"Non ci sto", dico sottovoce agli altri di
getto, senza neanche aver capito del tutto quanto propongono. Generalmente
parlo poco, resto in compagnia con questi ragazzi quasi più per abitudine che
per una voglia effettiva, perché sinceramente la cosa che a me in assoluto
piace di più è quella di rimanermene in giro da solo, e non sentire sempre
l'obbligo di star qua e rispondere alle loro battute spiritose, anche se il più
delle volte quando mi parlano mi limito a guardare altrove e ad alzare le
spalle con disinteresse. Anche stasera forse non vorrei proprio stare con loro,
ma non ho proprio alcuna alternativa, anche se in ogni caso mi piacerebbe
proprio anche stavolta che tutte le cose scorressero come sempre accade, senza
tanti intoppi, quasi come respirare o guardarsi attorno, insomma come se non ci
fosse assolutamente niente da decidere, soltanto lasciarsi andare alle
chiacchiere e alle battute nel corso di un paio d'ore o tre, proprio come
accade tutte le altre volte, e soprattutto che nessuno avesse voglia di mettere
in mezzo delle proposte strane, poco convincenti, forse inaccettabili.
Perciò dico in questo modo, e già che ci sono mi alzo
dalla sedia sul retro di questo locale per uscire dalla porta ed andarmene, ma
qualcuno mi dice subito che non posso levare le tende proprio adesso, quando ci
aspetta qualcosa di importante: devo rimanere, mi spiegano ridendo, non ho
alcuna scelta.
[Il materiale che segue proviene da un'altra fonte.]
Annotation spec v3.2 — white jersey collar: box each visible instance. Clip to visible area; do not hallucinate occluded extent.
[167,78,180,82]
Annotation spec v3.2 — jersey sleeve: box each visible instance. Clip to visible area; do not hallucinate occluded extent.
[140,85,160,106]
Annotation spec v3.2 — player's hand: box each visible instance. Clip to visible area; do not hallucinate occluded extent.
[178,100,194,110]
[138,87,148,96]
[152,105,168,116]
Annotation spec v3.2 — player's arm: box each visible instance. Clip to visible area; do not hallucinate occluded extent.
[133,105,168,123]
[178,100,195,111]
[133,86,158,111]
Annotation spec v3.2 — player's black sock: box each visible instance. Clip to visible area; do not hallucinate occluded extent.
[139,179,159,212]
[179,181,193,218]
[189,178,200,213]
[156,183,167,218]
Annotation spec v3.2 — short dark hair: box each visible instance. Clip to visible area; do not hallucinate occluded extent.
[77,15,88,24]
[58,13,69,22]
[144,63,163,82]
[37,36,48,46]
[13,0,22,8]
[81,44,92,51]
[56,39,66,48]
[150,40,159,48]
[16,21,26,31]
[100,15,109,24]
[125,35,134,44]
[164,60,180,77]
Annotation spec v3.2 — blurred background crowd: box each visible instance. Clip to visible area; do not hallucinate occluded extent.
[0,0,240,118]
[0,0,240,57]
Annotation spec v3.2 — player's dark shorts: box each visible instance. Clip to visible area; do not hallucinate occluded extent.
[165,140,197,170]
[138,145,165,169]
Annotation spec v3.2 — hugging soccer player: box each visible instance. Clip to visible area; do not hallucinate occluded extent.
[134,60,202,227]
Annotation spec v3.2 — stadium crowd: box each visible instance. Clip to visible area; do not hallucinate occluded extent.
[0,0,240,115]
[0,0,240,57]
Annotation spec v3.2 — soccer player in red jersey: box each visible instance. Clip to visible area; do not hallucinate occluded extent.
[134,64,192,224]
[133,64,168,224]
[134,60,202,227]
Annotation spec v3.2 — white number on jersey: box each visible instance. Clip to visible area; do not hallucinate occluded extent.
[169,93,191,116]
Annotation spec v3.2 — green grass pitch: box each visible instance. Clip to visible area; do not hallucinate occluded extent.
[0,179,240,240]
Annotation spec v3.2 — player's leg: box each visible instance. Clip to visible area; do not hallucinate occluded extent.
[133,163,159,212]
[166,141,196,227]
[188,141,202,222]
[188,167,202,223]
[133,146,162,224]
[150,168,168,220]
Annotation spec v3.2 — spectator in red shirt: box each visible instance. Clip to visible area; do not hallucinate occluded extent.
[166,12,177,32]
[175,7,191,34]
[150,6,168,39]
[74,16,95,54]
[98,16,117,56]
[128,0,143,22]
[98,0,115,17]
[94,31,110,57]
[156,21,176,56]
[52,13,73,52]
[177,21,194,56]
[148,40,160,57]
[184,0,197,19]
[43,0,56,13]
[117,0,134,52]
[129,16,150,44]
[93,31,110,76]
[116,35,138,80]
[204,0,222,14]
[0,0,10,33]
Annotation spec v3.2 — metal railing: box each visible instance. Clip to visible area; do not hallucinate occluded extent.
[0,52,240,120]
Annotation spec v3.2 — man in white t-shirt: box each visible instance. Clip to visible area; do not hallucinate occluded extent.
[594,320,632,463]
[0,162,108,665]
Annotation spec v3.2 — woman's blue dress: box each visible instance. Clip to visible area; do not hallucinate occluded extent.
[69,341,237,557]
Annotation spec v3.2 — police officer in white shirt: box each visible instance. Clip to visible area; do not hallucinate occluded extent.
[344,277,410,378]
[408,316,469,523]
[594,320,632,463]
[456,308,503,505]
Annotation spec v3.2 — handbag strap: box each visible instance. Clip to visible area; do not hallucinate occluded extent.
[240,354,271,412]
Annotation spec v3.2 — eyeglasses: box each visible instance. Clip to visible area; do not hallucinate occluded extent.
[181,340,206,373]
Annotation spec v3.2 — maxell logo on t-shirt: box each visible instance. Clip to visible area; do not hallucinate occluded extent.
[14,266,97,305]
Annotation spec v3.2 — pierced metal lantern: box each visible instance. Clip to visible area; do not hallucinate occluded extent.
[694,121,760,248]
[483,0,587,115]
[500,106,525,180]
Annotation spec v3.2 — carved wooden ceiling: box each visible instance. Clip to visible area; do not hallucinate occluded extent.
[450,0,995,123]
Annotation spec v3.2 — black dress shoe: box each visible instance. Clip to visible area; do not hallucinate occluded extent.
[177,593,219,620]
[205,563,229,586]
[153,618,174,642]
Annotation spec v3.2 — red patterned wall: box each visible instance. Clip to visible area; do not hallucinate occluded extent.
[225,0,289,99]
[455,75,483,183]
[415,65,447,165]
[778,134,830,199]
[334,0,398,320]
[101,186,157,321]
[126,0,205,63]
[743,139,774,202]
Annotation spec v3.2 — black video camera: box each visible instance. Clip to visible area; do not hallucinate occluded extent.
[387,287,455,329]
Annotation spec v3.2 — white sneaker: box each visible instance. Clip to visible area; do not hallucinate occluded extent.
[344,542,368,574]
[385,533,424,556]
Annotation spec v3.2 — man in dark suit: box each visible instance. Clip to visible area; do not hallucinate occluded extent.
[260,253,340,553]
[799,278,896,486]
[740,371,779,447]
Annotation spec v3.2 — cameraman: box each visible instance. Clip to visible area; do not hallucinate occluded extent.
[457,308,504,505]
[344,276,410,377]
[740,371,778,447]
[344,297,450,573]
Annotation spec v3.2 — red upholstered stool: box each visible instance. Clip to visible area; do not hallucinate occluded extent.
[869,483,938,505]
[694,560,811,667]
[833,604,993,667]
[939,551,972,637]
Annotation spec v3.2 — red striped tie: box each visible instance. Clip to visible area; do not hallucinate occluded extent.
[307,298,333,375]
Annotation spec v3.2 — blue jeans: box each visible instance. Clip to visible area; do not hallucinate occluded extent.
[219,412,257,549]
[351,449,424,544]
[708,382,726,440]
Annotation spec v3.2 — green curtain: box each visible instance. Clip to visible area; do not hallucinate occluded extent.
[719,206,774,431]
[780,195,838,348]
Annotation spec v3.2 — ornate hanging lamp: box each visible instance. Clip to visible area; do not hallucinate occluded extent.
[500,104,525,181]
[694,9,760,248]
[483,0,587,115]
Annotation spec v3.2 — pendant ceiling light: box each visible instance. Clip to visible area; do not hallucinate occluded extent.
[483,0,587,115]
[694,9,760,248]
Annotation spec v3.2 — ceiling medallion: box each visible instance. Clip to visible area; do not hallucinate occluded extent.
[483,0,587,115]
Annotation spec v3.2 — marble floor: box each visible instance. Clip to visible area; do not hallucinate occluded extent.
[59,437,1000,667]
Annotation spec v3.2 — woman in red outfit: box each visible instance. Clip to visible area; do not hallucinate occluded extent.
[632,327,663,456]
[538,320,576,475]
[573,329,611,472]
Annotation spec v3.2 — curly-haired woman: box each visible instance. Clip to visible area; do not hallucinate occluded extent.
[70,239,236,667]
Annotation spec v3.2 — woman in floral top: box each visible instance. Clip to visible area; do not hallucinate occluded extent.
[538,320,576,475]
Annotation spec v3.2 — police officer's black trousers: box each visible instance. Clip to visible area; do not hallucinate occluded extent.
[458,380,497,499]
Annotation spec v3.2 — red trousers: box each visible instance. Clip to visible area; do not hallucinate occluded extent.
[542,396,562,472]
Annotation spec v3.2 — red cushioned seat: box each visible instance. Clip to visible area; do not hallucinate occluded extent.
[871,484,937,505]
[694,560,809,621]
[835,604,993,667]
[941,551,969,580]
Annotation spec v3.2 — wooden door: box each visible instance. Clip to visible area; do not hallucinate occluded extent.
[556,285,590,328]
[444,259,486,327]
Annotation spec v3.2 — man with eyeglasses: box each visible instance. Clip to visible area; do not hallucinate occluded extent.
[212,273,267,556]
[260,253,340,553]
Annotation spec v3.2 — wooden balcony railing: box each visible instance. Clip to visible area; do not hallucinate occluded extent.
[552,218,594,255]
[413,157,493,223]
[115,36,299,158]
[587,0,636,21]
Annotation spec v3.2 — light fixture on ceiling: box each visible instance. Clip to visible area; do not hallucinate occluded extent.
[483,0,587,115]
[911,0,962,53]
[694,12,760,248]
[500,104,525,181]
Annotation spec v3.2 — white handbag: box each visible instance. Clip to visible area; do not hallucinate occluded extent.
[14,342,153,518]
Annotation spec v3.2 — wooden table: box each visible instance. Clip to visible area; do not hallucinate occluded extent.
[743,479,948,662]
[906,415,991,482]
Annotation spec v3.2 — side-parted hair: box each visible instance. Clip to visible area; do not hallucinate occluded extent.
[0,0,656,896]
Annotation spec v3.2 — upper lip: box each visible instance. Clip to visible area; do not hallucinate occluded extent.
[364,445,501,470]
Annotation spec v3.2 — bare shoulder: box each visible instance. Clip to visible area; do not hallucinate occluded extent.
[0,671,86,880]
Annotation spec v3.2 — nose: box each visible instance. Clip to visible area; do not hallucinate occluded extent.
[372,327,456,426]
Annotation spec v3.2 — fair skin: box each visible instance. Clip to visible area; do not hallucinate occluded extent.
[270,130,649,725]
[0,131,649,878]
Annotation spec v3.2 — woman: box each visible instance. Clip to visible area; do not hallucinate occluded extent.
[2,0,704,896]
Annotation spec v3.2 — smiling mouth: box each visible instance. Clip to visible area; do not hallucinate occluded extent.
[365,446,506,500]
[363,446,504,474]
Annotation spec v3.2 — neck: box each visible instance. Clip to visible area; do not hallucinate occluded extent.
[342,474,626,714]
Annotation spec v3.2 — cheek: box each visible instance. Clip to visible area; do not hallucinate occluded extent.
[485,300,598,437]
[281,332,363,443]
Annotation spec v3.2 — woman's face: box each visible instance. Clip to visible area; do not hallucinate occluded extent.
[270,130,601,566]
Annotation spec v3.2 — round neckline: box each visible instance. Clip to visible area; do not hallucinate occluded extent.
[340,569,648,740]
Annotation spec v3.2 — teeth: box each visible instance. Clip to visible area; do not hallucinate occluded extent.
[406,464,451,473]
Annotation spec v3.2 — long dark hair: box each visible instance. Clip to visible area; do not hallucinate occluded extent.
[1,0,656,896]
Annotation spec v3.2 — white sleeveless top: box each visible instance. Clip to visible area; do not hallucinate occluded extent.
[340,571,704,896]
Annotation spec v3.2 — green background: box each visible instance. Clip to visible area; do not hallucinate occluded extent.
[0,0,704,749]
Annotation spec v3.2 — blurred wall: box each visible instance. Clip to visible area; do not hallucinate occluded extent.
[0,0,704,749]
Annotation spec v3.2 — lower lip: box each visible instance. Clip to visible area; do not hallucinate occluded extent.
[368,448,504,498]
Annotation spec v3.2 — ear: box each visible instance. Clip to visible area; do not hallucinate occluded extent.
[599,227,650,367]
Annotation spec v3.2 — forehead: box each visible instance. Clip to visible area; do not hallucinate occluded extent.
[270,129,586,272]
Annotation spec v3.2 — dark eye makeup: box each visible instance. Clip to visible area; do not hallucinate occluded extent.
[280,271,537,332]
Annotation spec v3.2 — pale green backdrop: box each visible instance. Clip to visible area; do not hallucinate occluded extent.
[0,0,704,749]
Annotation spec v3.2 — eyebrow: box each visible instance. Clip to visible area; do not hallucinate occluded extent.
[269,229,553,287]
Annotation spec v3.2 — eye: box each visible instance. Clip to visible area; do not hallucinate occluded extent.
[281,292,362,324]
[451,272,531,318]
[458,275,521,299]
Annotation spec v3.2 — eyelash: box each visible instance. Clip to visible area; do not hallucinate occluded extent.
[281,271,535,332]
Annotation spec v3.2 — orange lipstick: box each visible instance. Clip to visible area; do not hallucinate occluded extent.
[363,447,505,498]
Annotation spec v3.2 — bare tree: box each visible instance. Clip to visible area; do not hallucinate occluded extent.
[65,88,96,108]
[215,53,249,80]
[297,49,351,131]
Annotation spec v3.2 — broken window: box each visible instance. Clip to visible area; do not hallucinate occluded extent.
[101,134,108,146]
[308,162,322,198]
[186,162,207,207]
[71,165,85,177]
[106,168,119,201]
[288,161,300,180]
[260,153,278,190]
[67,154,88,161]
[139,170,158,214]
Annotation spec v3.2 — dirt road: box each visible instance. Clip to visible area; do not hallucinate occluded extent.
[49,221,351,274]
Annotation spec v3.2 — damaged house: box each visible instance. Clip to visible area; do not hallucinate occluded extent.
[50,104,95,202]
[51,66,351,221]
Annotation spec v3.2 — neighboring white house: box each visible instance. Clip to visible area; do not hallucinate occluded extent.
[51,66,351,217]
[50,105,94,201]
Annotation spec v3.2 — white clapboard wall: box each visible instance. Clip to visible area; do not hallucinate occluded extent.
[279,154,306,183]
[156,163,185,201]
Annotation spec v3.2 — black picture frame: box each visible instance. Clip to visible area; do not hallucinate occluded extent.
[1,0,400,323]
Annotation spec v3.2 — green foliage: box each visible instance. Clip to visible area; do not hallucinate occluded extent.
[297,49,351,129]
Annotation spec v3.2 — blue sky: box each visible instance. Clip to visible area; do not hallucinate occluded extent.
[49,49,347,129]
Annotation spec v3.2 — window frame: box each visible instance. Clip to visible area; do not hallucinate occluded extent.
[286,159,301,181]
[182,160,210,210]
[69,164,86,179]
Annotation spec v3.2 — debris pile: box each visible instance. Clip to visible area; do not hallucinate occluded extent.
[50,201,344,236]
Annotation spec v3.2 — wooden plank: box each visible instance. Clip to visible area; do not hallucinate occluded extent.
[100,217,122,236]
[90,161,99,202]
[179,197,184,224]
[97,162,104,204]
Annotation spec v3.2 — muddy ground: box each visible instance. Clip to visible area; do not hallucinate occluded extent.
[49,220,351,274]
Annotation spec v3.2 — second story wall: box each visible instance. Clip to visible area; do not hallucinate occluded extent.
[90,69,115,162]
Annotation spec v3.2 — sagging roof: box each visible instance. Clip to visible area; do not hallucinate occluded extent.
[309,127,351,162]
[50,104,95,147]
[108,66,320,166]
Lascio che dicano quello che vogliono, intanto che osservo la
punta delle mie scarpe, e perdo tempo cercando di capire che cosa desiderano di
preciso da me, senza guardare nessuno, solo ascoltando quello che dicono, anche
se è tutto confuso. Poi salgono tutti sopra le macchine, ed uno mi dà una
leggera spallata come per rompere l’incertezza che mi è rimasta legata addosso,
e così mi ritrovo col sedermi sul sedile posteriore di un’auto stretto insieme
a degli altri. Ridono, dicono che ci sarà solamente da divertirsi, ma io sento
soltanto la voglia di andarmene, magari di tornarmene a casa alla svelta, per
conto mio. Fanno fischiare le gomme sopra l’asfalto, perché sembra che si vada
tutti di fretta verso un locale che non ho mai sentito, e che forse un locale
non è, ma soltanto un modo di dire, o qualcosa del genere.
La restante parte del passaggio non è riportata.